Dans son communiqué du 21 septembre, la COD parle « d’une guerre dont les conséquences n’ont pas été suffisamment évaluées alors même que leurs incidences peuvent porter atteinte à la sécurité de nos citoyens et même à l’existence du pays. » En quoi la lutte contre le terrorisme peut porter atteinte à l’existence de la Mauritanie ?
La lutte contre le terrorisme est dorénavant une orientation internationale et un devoir pour tout démocrate et tout progressiste. En Mauritanie, nous avons eu notre lot de souffrances du fait du terrorisme, mais nous ne sommes pas les seuls en en souffrir. Et comme aucun Etat tout seul ou avec d’autres n’est parvenu jusqu’à présent à l’éradiquer, quels que soient les moyens humains, militaires, matériels et financiers en gagées, le combattre dans le Maghreb, dans le Sahara et dans le Sahel implique de la patience, de la modestie et beaucoup de doigté au niveau personnel. Ça implique aussi de susciter au niveau interne, national l’indispensable union sacrée et, au niveau externe, international beaucoup de coordination, d’entente et de confiance entre tous les acteurs.
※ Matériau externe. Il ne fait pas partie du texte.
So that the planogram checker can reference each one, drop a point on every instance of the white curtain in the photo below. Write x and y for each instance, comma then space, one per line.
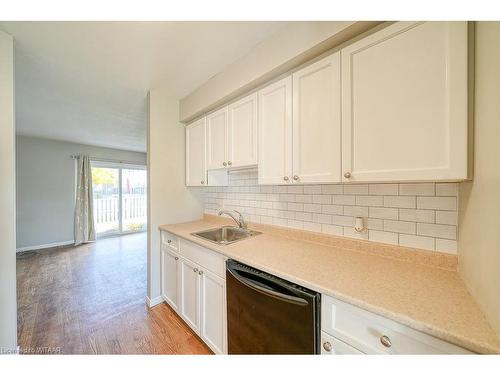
84, 212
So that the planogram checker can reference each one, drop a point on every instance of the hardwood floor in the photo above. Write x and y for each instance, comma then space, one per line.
91, 300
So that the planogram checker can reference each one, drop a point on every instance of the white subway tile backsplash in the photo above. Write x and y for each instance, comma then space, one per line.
400, 202
446, 217
312, 207
446, 246
336, 230
356, 189
383, 213
420, 242
417, 189
322, 199
383, 189
437, 230
399, 226
332, 209
437, 203
420, 215
368, 200
346, 200
385, 237
356, 211
447, 189
332, 189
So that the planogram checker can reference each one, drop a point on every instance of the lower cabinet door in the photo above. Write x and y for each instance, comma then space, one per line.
213, 312
189, 294
169, 278
331, 345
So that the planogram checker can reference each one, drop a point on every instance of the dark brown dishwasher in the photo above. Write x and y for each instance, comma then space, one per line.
269, 315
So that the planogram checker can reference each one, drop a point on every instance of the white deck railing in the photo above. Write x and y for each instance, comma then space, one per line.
106, 211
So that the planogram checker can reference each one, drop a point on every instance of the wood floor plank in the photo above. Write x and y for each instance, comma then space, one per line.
91, 300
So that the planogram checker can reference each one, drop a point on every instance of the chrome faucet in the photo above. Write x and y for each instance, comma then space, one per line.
240, 221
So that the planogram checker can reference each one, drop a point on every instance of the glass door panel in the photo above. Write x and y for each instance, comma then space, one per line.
106, 191
134, 203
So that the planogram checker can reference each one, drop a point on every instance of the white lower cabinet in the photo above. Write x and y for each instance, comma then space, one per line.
331, 345
370, 333
190, 294
193, 284
169, 284
213, 307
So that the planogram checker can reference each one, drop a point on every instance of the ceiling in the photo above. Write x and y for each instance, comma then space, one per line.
87, 82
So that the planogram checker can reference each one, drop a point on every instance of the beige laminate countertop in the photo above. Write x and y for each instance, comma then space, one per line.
429, 299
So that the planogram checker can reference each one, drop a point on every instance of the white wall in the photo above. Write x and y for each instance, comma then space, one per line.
8, 310
45, 175
479, 208
284, 50
169, 201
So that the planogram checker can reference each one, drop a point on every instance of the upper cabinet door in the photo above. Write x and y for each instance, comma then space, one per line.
317, 122
405, 103
217, 139
196, 173
275, 133
242, 132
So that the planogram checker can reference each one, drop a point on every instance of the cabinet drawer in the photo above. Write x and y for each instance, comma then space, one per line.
169, 240
368, 332
206, 258
331, 345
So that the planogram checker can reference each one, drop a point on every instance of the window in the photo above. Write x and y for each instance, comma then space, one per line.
120, 203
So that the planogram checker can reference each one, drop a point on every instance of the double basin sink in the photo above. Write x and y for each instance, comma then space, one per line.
226, 235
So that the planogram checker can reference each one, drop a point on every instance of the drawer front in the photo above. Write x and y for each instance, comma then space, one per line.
206, 258
170, 241
330, 345
371, 333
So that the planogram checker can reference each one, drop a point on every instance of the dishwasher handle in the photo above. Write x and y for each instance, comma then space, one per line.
267, 291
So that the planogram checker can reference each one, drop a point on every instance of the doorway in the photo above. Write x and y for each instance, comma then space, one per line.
119, 198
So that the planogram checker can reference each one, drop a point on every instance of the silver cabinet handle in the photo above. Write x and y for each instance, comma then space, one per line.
386, 341
327, 346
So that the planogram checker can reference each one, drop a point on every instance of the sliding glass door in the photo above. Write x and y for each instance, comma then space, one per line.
120, 204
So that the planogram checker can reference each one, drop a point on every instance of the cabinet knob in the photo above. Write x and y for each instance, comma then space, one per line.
386, 341
327, 346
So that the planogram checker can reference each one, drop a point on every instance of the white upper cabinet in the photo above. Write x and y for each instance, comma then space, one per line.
242, 132
275, 133
196, 172
317, 122
217, 139
405, 103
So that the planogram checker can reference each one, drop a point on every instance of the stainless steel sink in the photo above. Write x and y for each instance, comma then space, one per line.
226, 235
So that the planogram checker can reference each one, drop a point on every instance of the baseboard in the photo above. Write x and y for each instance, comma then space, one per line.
153, 302
44, 246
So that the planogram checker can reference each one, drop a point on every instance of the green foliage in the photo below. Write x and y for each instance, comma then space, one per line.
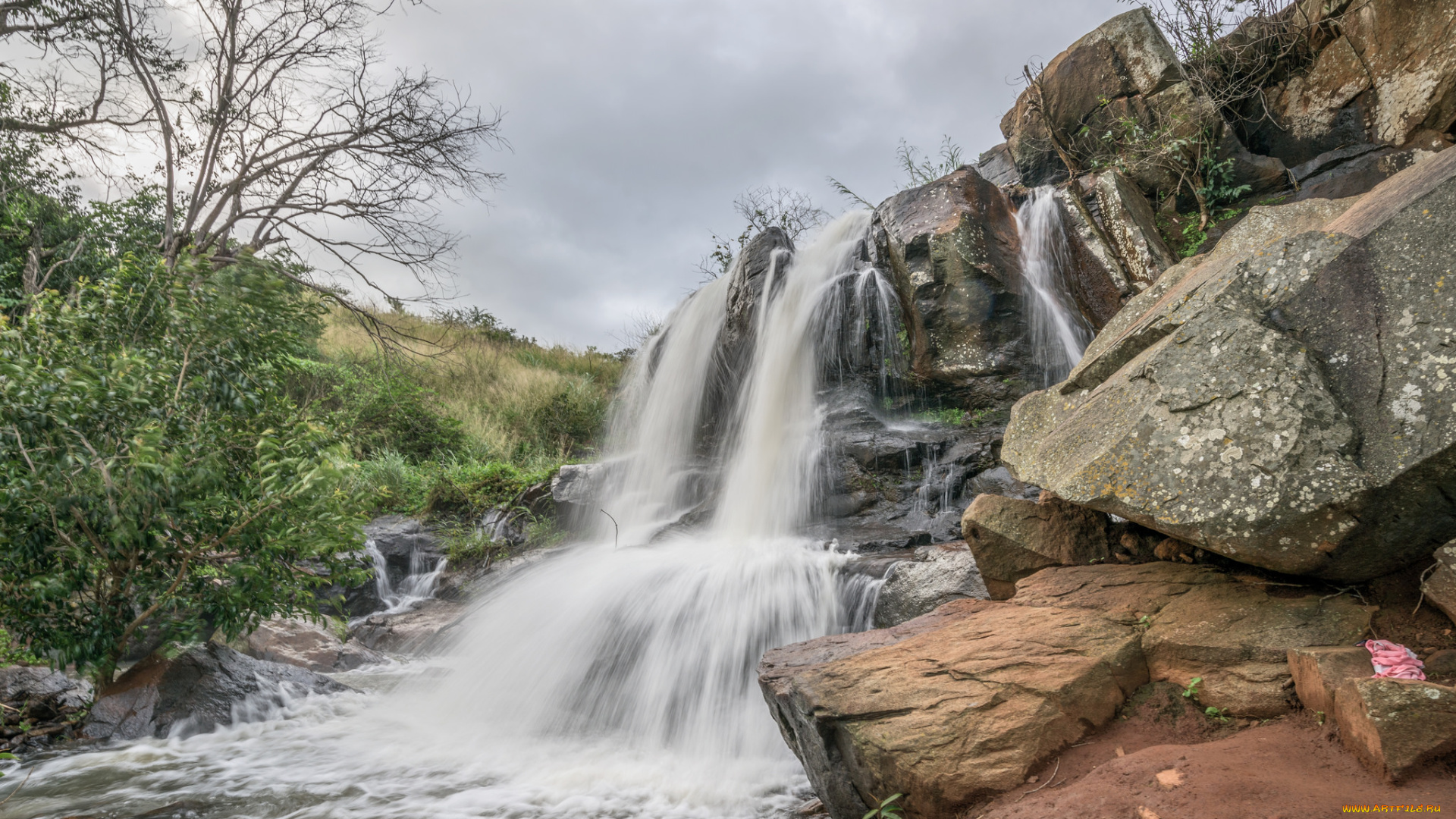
887, 808
925, 171
382, 409
153, 472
Faire de ce problème international un problème domestique (mauritanien) et s’ériger en bouclier ou bras séculier de la zone, est tout simplement suicidaire pour le pouvoir et pour le pays.

L’attitude à tenir face à la lutte contre le terrorisme a révélé des divergences au sein de la COD. Par deux fois, le rassemblement des forces démocratique (RFD) s’est déterminé seul…
C’est vrai que la COD n’est pas un parti et qu’elle est composée de sensibilités et qu’en définitive, nous n’avons pas encore choisi de nous séparer, ce qui ne saurait tarder, à mon humble avis….Chacun est certes libre de choisir sa voie mais quand il n’est pas en harmonie avec les autres, il doit pousser sa liberté plus loin et les quitter…ou les autres de l’exclure.

Où en êtes-vous avec le dialogue inclusif prôné par l’accord de Dakar. Ce dialogue n’est-il pas enterré ?
Je crois que chacun campe sur ses positions.